Que d’écoliers autrefois dans cette académie ! comme on se disputait pour l’un, pour l’autre ; quel événement que l’apparition d’un nouveau tableau ! Sous Michel-Ange, les écoles étaient de vrais champs de bataille ; aujourd’hui elles se remplissent à peine, lentement, de jeunes gens silencieux. On travaille pour vivre, et les arts deviennent des métiers.

CÉSARIO.

C’est ainsi que tout passe sous le soleil. Moi, Michel-Ange m’ennuyait ; je suis bien aise qu’il soit mort.

LIONEL.

Quel génie que le sien !

CÉSARIO.

Eh bien ! oui, c’est un homme de génie ; qu’il nous laisse tranquilles.

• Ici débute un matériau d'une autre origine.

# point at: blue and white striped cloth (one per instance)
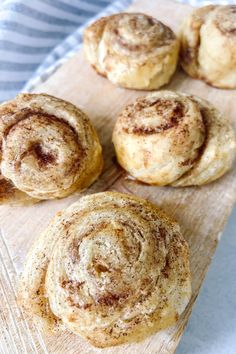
(36, 36)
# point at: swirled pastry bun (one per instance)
(48, 147)
(112, 268)
(172, 138)
(208, 45)
(132, 50)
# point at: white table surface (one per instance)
(212, 325)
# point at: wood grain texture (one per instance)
(201, 211)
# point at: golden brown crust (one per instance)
(208, 45)
(132, 50)
(112, 268)
(172, 138)
(48, 148)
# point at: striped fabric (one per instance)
(37, 36)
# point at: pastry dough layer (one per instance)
(48, 147)
(173, 138)
(112, 268)
(132, 50)
(208, 45)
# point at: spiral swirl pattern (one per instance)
(112, 268)
(208, 45)
(132, 49)
(48, 146)
(172, 138)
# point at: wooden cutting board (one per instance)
(202, 212)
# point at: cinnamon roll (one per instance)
(112, 268)
(48, 148)
(208, 45)
(172, 138)
(132, 50)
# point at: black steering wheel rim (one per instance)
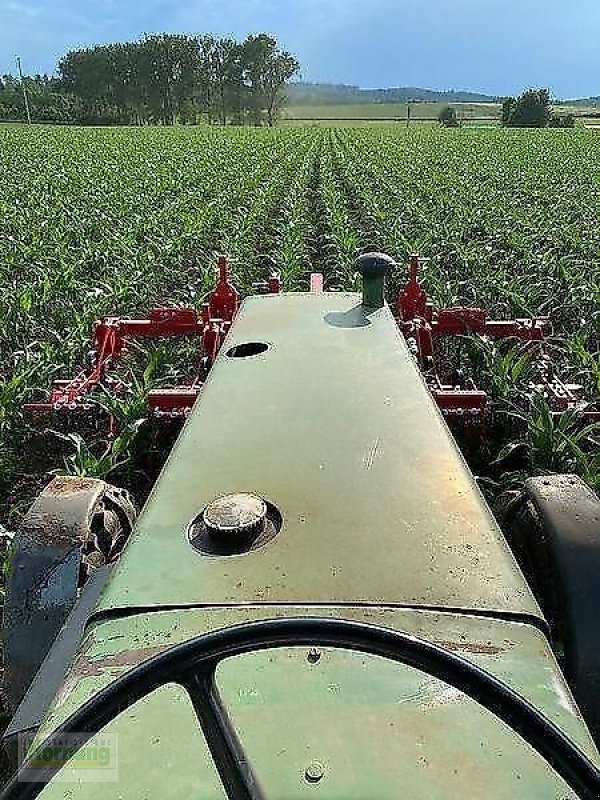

As-tu vu le tableau du Pontormo ?

LIONEL.

Et j’y ai vu le siècle tout entier : un homme incertain entre mille chemins divers, la caricature des grands maîtres ; se noyant dans son propre enthousiasme, capable de se retenir, pour s’en tirer, au manteau gothique d’Albert Durer.

CÉSARIO.

Vive le gothique ! Si les arts se meurent, l’antiquité ne rajeunira rien. Tra deri da ! Il nous faut du nouveau.

ANDRÉ DEL SARTO, entrant et parlant à un valet.

Dites à Grémio de seller deux chevaux, un pour lui et un pour moi. Nous allons à la ferme.